Options for columns of type `JSON` and `JSONB` should be passed to `json_fields`.

```sql theme={null}
CREATE INDEX search_idx ON mock_items
USING bm25 (id, metadata)
WITH (
  key_field = 'id',
  json_fields = '{
    "metadata": {
      "fast": true
    }
  }'
);
```

The nested configuration JSON for `json_fields` accepts the following keys.

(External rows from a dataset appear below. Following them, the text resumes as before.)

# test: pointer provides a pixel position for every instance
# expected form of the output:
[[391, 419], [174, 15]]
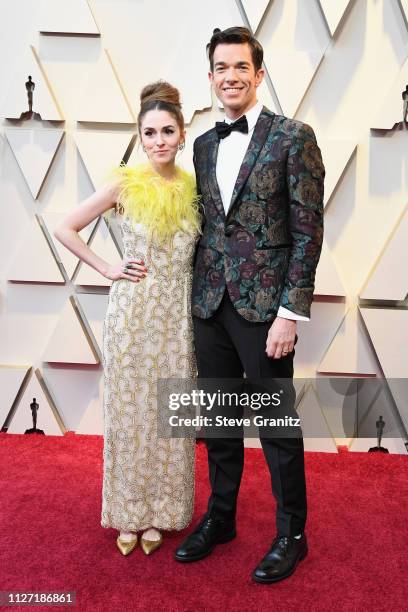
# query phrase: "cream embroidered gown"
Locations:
[[148, 481]]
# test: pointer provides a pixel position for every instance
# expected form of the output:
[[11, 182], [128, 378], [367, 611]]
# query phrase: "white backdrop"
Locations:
[[339, 65]]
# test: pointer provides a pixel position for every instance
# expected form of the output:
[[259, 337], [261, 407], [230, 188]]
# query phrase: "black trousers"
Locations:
[[227, 345]]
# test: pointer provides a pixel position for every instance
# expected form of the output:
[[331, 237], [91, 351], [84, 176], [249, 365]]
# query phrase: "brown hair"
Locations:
[[161, 96], [236, 35]]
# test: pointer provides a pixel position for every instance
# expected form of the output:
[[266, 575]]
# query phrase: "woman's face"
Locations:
[[161, 136]]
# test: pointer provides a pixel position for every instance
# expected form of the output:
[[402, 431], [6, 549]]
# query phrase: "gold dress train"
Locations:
[[148, 480]]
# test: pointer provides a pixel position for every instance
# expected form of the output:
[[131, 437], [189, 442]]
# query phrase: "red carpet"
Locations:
[[51, 538]]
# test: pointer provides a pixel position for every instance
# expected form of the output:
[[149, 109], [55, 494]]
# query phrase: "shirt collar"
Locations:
[[251, 115]]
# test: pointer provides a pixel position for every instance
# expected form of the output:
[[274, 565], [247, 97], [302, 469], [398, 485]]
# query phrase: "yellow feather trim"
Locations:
[[162, 206]]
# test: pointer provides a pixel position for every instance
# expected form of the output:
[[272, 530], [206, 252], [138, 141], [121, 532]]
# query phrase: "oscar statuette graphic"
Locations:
[[30, 114], [380, 424], [34, 409]]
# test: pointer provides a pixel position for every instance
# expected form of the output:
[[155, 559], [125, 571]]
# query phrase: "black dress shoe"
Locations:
[[205, 537], [281, 560]]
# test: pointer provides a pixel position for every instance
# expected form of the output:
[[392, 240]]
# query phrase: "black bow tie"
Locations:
[[224, 129]]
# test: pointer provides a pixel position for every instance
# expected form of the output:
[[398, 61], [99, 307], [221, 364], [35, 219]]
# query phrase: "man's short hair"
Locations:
[[236, 35]]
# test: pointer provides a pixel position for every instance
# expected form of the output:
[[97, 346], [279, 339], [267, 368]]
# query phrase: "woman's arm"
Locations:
[[91, 208]]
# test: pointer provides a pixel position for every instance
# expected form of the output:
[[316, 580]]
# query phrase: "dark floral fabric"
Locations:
[[265, 250]]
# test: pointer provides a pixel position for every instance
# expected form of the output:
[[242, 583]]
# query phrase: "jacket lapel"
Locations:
[[261, 131], [212, 153]]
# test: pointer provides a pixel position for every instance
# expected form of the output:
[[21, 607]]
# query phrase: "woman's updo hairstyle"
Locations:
[[160, 96]]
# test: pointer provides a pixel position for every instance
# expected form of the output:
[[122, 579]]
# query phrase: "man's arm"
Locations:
[[305, 179]]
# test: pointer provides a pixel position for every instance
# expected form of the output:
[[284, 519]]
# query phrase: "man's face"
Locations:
[[234, 78]]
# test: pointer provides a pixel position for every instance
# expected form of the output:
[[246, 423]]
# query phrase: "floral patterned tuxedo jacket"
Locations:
[[265, 250]]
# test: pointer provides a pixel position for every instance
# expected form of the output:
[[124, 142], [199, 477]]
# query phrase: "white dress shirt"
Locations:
[[231, 152]]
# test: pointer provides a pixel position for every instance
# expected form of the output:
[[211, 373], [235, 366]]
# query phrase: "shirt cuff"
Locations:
[[288, 314]]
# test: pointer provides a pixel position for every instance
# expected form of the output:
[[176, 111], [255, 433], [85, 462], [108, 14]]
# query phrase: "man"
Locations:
[[260, 176]]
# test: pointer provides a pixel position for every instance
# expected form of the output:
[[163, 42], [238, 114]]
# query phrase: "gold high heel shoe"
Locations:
[[149, 546], [126, 546]]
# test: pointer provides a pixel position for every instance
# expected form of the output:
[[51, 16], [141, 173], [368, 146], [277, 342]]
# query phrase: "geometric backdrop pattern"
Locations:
[[89, 61]]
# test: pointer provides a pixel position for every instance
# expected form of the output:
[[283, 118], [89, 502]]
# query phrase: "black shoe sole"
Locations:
[[223, 540], [282, 576]]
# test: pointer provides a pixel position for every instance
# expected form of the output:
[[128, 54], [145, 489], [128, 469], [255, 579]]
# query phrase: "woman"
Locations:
[[148, 480]]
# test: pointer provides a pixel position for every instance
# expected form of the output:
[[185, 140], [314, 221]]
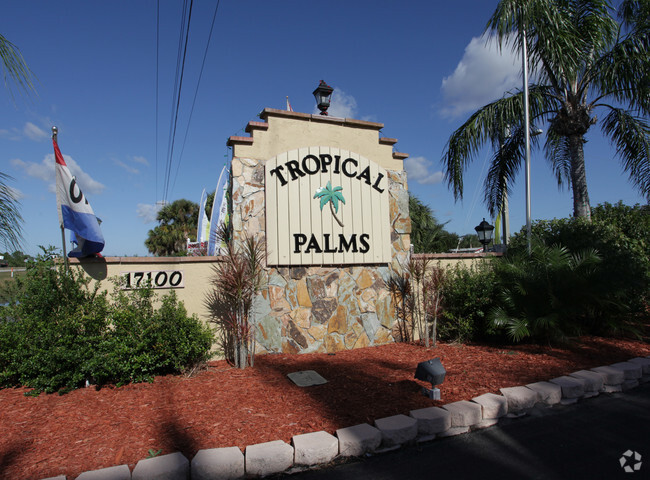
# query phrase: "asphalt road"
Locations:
[[585, 440]]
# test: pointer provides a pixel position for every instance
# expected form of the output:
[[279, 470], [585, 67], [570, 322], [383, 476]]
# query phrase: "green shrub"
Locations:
[[547, 295], [618, 233], [468, 296], [49, 333], [143, 342], [59, 332]]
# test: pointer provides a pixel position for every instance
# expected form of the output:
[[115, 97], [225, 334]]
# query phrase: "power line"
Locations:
[[177, 95], [196, 91]]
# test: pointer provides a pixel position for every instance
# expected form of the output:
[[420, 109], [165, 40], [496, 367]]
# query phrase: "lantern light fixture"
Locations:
[[484, 231], [323, 96]]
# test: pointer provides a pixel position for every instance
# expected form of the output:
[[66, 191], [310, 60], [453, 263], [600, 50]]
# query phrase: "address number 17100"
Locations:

<ParamField body="fast" default={false}>
  See [fast fields](/legacy/indexing/fast-fields) for when this option should be set to `true`.
</ParamField>

<ParamField body="tokenizer">
  See [tokenizers](/legacy/indexing/tokenizers) for how to configure the tokenizer.
</ParamField>

<ParamField body="normalizer">
  See [normalizers](/legacy/indexing/fast-fields#normalizers) for how to configure the normalizer.
</ParamField>

<ParamField body="expand_dots" default={true}>
  If `true`, JSON keys containing a `.` will be expanded. For instance, if `expand_dots` is `true`,
  `{"metadata.color": "red"}` will be indexed as if it was `{"metadata": {"color": "red"}}`.
</ParamField>

<Accordion title="Advanced Options">
  <ParamField body="indexed" default={true}>
    Whether the field is indexed. Must be `true` in order for the field to be
    tokenized and searchable.
  </ParamField>

  <ParamField body="fieldnorms" default={true}>
    Fieldnorms store information about the length of the text field. Must be
    `true` to calculate the BM25 score.
  </ParamField>
</Accordion>

## Advanced Options

In addition to text and JSON, ParadeDB exposes options for numeric, datetime, boolean, range, and enum fields.
For most use cases, it is not necessary to change these options.

### Numeric Fields

Options for columns of type `SMALLINT`, `INTEGER`, `BIGINT`, `OID`, `REAL`, `DOUBLE PRECISION`, `NUMERIC`, and their corresponding array types
should be passed to `numeric_fields`.

```sql theme={null}
CREATE INDEX search_idx ON mock_items
USING bm25 (id, rating)
WITH (
    key_field = 'id',
    numeric_fields = '{
        "rating": {"fast": true}
    }'
);
```

<Accordion title="Advanced Options">
  <ParamField body="indexed" default={true}>
    Whether the field is indexed. Must be `true` in order for the field to be
    tokenized and searchable.
  </ParamField>

  <ParamField body="fast" default={true}>
    Fast fields can be random-accessed rapidly. Fields used for aggregation must
    have `fast` set to `true`. Fast fields are also useful for accelerated
    scoring and filtering.
  </ParamField>
</Accordion>

### Boolean Fields

Options for columns of type `BOOLEAN` and `BOOLEAN[]` should be passed to `boolean_fields`.

```sql theme={null}
CREATE INDEX search_idx ON mock_items
USING bm25 (id, in_stock)
WITH (
  key_field = 'id',
  boolean_fields = '{
      "in_stock": {"fast": true}
  }'
);
```

`CREATE_INDEX` accepts several configuration options for `boolean_fields`:

<Accordion title="Advanced Options">
  <ParamField body="indexed" default={true}>
    Whether the field is indexed. Must be `true` in order for the field to be
    tokenized and searchable.
  </ParamField>

  <ParamField body="fast" default={true}>
    Fast fields can be random-accessed rapidly. Fields used for aggregation must
    have `fast` set to `true`. Fast fields are also useful for accelerated
    scoring and filtering.
  </ParamField>
</Accordion>

### Enumerated Types

Options for custom Postgres [enums](https://www.postgresql.org/docs/current/datatype-enum.html) should be passed to `numeric_fields`.
Enums should be queried with [term queries](/legacy/advanced/term/term).

If the ordering of the enum is changed with `ADD VALUE ... [ BEFORE | AFTER ]`, the BM25 index should be dropped
and recreated to account for the new enum ordinal values.